Shelter remains top priority in UN quake relief in Pakistan
24 October 2005 – More than two weeks after an earthquake devastated northern Pakistan, plunging temperatures and sheer desperation are driving survivors out of their wrecked mountain villages into a rising number of camps, the United Nations refugee agency reported today as it rushed in more supplies to people who have lost their homes.
At the same time, the UN Office for the Coordination of Humanitarian Affairs (OCHA) said there is just a three-week window of opportunity to deliver assistance to mountainous quake-hit areas before the first snowfall. In addition, severe weather, with heavy rain, is forecast to hit the area in the next three to four days.
So far, the official death toll is more than 51,000 and the number of injured more than 74,000. These numbers are expected to increase still further. Thousands of people remain isolated in remote valley areas. Exact numbers remain unknown and the humanitarian community and Government are focusing on determining how many people still need to be reached, OCHA added.
The UN High Commissioner for Refugees (UNHCR), which over the weekend sent in 1,500 tents, 4,500 blankets, 2,200 plastic sheets, 3,000 jerry cans and 700 kitchen sets to affected areas in Balakot, Batagram and Muzaffarabad, is aiming to set up a secure camp environment for around 500,000 of those made homeless.
"Newcomers are arriving every day. Some of them are from the local areas but many of them have come from as far as Muzaffarabad after hearing about aid in Balakot," Blasé Kojcevsky, a camp manager in UNHCR's emergency team in Balakot, said.
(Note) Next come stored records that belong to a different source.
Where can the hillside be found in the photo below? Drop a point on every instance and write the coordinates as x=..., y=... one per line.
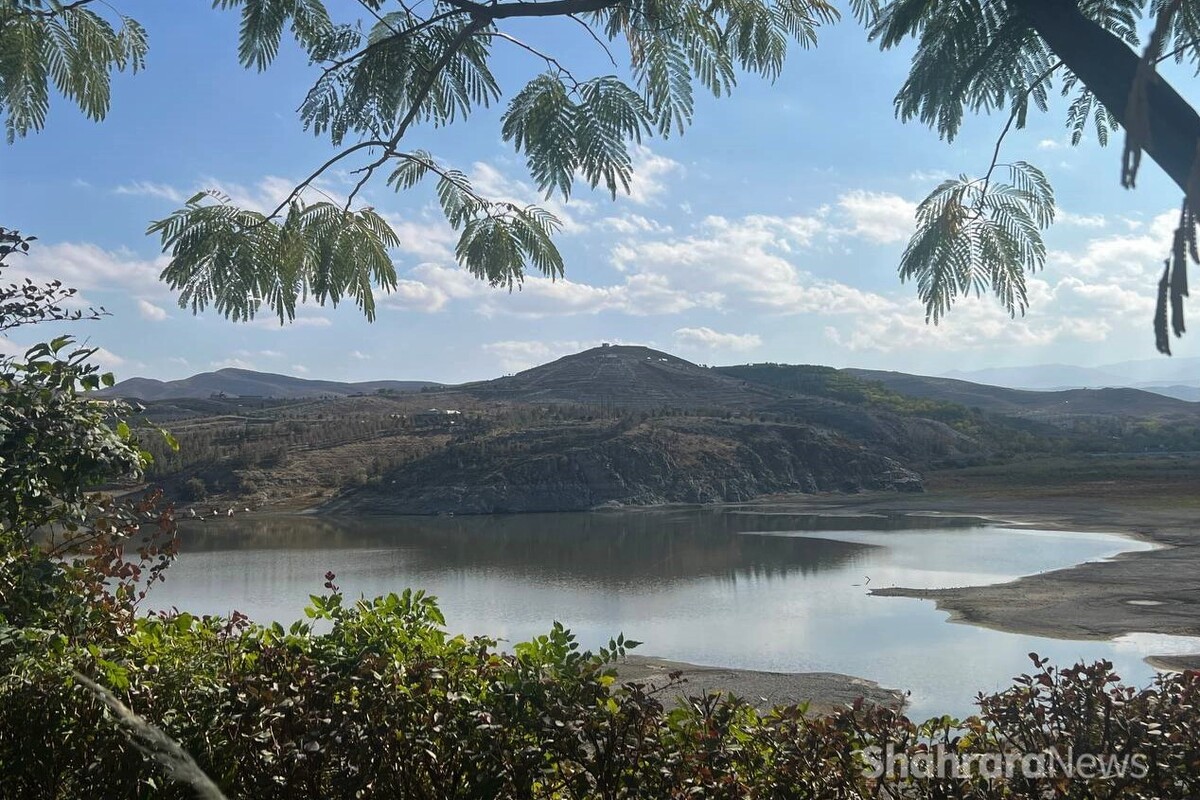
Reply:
x=247, y=383
x=630, y=425
x=588, y=464
x=1048, y=405
x=1149, y=373
x=627, y=377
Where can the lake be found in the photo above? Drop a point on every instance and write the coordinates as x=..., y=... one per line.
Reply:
x=785, y=593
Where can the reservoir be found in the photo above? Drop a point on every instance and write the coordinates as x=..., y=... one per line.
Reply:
x=781, y=593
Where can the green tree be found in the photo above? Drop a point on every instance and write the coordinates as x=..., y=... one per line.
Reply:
x=390, y=68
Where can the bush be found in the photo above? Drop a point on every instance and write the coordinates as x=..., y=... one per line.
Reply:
x=387, y=704
x=195, y=489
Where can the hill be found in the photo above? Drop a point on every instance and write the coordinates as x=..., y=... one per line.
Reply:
x=1152, y=374
x=628, y=377
x=630, y=426
x=247, y=383
x=1049, y=405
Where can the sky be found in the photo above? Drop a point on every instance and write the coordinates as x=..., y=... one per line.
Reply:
x=771, y=230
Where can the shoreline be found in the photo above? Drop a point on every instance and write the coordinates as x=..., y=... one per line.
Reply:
x=1146, y=591
x=823, y=691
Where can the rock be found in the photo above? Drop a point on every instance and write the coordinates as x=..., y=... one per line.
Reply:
x=605, y=464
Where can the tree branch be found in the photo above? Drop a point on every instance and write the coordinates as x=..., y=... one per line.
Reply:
x=1108, y=67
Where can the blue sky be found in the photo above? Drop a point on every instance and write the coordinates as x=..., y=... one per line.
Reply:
x=769, y=232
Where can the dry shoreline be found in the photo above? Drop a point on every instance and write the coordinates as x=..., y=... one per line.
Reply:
x=1151, y=591
x=823, y=691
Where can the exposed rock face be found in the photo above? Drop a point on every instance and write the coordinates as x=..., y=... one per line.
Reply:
x=669, y=459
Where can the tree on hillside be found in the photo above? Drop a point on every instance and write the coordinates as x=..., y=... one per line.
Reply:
x=399, y=70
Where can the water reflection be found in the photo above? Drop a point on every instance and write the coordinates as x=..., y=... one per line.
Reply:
x=762, y=591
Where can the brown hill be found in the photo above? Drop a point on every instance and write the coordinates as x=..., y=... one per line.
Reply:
x=628, y=377
x=1048, y=405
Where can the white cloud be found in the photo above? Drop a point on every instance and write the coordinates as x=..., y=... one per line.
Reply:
x=151, y=312
x=270, y=322
x=234, y=364
x=745, y=263
x=1081, y=220
x=930, y=176
x=879, y=217
x=706, y=338
x=1133, y=258
x=493, y=185
x=427, y=238
x=150, y=188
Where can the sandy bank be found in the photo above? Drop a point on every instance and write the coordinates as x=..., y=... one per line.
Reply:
x=825, y=691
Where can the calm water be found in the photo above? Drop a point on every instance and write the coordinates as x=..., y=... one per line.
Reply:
x=762, y=591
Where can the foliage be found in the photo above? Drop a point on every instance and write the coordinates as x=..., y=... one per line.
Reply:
x=977, y=236
x=55, y=440
x=375, y=699
x=67, y=44
x=58, y=445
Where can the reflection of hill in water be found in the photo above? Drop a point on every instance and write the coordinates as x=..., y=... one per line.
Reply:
x=622, y=546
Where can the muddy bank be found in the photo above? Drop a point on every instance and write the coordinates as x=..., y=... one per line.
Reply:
x=1153, y=591
x=825, y=691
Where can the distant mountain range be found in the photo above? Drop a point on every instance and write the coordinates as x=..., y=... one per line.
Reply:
x=1171, y=377
x=247, y=383
x=1117, y=401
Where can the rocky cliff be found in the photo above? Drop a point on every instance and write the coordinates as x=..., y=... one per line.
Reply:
x=604, y=463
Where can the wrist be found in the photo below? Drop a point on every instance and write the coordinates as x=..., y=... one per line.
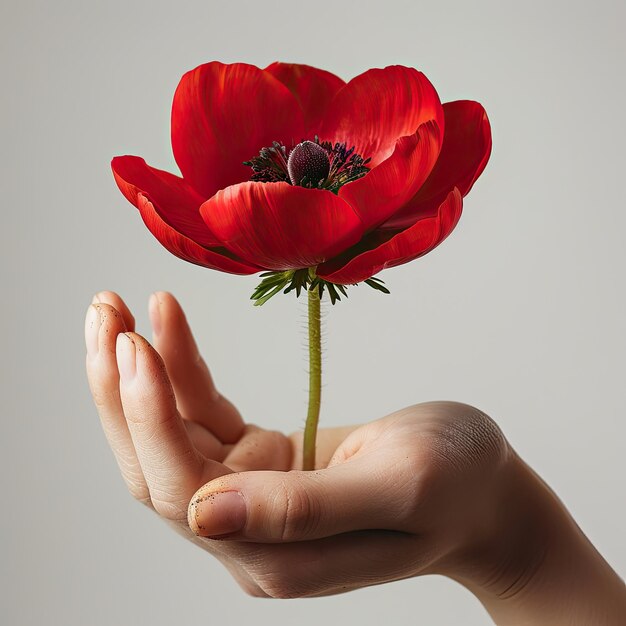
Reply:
x=529, y=563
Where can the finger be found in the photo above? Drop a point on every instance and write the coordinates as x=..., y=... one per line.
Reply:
x=114, y=300
x=102, y=325
x=205, y=441
x=362, y=493
x=260, y=449
x=196, y=395
x=172, y=466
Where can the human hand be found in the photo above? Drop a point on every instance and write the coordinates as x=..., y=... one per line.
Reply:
x=434, y=488
x=169, y=428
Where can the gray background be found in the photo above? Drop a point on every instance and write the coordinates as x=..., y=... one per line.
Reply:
x=521, y=312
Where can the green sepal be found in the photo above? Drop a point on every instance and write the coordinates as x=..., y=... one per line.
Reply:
x=303, y=280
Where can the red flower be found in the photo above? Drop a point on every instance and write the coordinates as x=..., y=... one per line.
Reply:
x=378, y=180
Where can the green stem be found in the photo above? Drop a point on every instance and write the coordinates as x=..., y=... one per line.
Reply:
x=315, y=380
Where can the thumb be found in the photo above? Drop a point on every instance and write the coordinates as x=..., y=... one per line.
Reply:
x=266, y=506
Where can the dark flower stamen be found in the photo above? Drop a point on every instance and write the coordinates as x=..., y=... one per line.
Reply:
x=312, y=164
x=308, y=164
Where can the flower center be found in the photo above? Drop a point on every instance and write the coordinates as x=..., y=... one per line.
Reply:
x=308, y=163
x=312, y=164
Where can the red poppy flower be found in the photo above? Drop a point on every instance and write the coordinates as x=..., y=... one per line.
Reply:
x=289, y=167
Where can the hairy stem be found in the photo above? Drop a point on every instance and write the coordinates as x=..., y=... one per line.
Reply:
x=315, y=380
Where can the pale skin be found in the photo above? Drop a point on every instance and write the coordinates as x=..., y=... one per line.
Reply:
x=432, y=489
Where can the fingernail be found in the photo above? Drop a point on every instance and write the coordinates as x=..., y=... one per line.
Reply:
x=126, y=356
x=218, y=514
x=154, y=309
x=92, y=328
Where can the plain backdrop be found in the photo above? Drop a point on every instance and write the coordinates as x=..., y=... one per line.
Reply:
x=520, y=312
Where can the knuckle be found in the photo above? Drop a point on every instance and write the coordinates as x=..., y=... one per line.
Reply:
x=170, y=509
x=280, y=585
x=470, y=439
x=300, y=512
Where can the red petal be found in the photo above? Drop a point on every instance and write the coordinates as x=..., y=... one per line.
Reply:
x=388, y=249
x=313, y=89
x=279, y=226
x=390, y=185
x=223, y=115
x=174, y=199
x=378, y=107
x=464, y=155
x=186, y=249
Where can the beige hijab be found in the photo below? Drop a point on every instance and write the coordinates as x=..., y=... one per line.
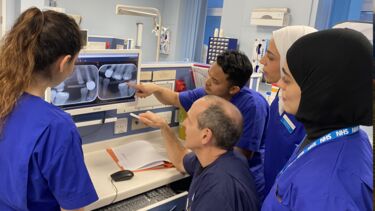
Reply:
x=284, y=38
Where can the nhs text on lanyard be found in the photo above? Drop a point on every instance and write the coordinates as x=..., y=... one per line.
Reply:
x=329, y=137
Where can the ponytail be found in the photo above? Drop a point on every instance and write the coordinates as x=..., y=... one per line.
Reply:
x=34, y=43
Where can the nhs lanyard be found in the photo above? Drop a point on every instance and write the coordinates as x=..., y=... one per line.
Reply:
x=327, y=138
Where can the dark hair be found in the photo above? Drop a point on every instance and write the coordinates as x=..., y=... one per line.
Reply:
x=237, y=66
x=225, y=130
x=34, y=43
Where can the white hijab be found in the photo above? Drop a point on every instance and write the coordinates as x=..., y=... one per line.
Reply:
x=284, y=38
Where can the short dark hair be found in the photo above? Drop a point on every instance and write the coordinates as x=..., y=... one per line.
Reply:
x=226, y=131
x=237, y=66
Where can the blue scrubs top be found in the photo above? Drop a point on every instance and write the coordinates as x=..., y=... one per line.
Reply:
x=255, y=110
x=336, y=175
x=226, y=184
x=283, y=134
x=41, y=160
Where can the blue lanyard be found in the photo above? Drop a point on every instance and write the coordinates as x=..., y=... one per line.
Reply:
x=326, y=138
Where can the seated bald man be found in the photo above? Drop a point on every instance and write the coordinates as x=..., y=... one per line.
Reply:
x=221, y=179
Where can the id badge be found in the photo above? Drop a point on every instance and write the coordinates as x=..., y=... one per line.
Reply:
x=288, y=124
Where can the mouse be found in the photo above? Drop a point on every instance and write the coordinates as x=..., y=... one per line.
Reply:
x=122, y=175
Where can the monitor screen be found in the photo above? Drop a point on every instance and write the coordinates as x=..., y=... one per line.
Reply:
x=99, y=78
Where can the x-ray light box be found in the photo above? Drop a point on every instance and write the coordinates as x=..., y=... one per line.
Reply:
x=99, y=82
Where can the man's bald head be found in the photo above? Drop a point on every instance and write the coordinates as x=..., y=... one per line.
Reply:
x=221, y=117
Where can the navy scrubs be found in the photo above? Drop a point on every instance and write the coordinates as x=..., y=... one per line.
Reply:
x=41, y=160
x=226, y=184
x=255, y=110
x=284, y=133
x=336, y=175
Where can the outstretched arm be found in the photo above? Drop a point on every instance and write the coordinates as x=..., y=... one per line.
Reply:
x=176, y=152
x=164, y=95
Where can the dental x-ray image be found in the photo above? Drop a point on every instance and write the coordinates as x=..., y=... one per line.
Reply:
x=114, y=79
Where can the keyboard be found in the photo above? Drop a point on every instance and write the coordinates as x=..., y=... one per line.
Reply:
x=142, y=200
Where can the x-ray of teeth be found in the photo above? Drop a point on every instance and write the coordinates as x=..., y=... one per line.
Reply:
x=61, y=98
x=90, y=84
x=53, y=95
x=105, y=86
x=131, y=90
x=124, y=89
x=84, y=92
x=128, y=72
x=79, y=75
x=117, y=75
x=108, y=73
x=60, y=87
x=91, y=95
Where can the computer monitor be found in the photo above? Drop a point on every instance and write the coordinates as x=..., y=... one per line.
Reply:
x=100, y=81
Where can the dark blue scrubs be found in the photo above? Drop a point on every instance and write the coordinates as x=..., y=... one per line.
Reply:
x=41, y=160
x=283, y=134
x=336, y=175
x=255, y=110
x=226, y=184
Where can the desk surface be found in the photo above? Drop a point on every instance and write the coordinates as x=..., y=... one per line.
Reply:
x=100, y=166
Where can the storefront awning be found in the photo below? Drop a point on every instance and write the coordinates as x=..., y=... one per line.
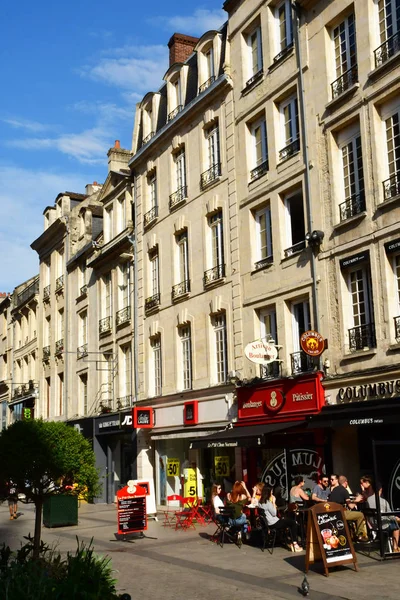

In all, more than 15,000 UNHCR family tents, 220,000 blankets, some 70,000 plastic sheets, 15,000 kitchen sets, 31,000 jerry cans, 2,000 stoves and 5,000 lanterns are being rushed to Pakistan for the relief effort. The agency already had an additional 4,700 tents in Pakistan when the earthquake struck.
OCHA said shelter remained the overriding priority, both for homeless families and patients admitted to field medical facilities. Although 62,000 tents overall have already been delivered and some 200,000 tents will be in country by the start of the winter, they will shelter less than half the homeless families, and will not cover the needs of field hospitals for post-operative patients, it added.
Moreover, approximately 50 per cent of the mountainous terrain is unsuitable for tents. Other creative solutions are being worked on, using local knowledge and available materials.
"Having to wait days for basic medical assistance or undergoing operations and treatment in poorly equipped or partially-destroyed hospitals has increased the rate of life-threatening infections and gangrene," OCHA said. "The breakdown of safe water supplies and sanitation has also increased the risk of diarrhoeal diseases and other outbreaks."
Nearly 500,000 people have received UN World Food Programme (WFP) high-energy food rations. Food supplies are now reaching the main hubs, and then moved on to remote locations by mule or on foot, or are collected by survivors and taken home.
But over 1 million people still need food. Affected communities generally have some food stocks, as they are normally accumulated for winter. But without proper shelter, these stocks will be destroyed or will deteriorate, OCHA warned. With disrupted roads, it is difficult or impossible for many affected people to replace supplies through regular means.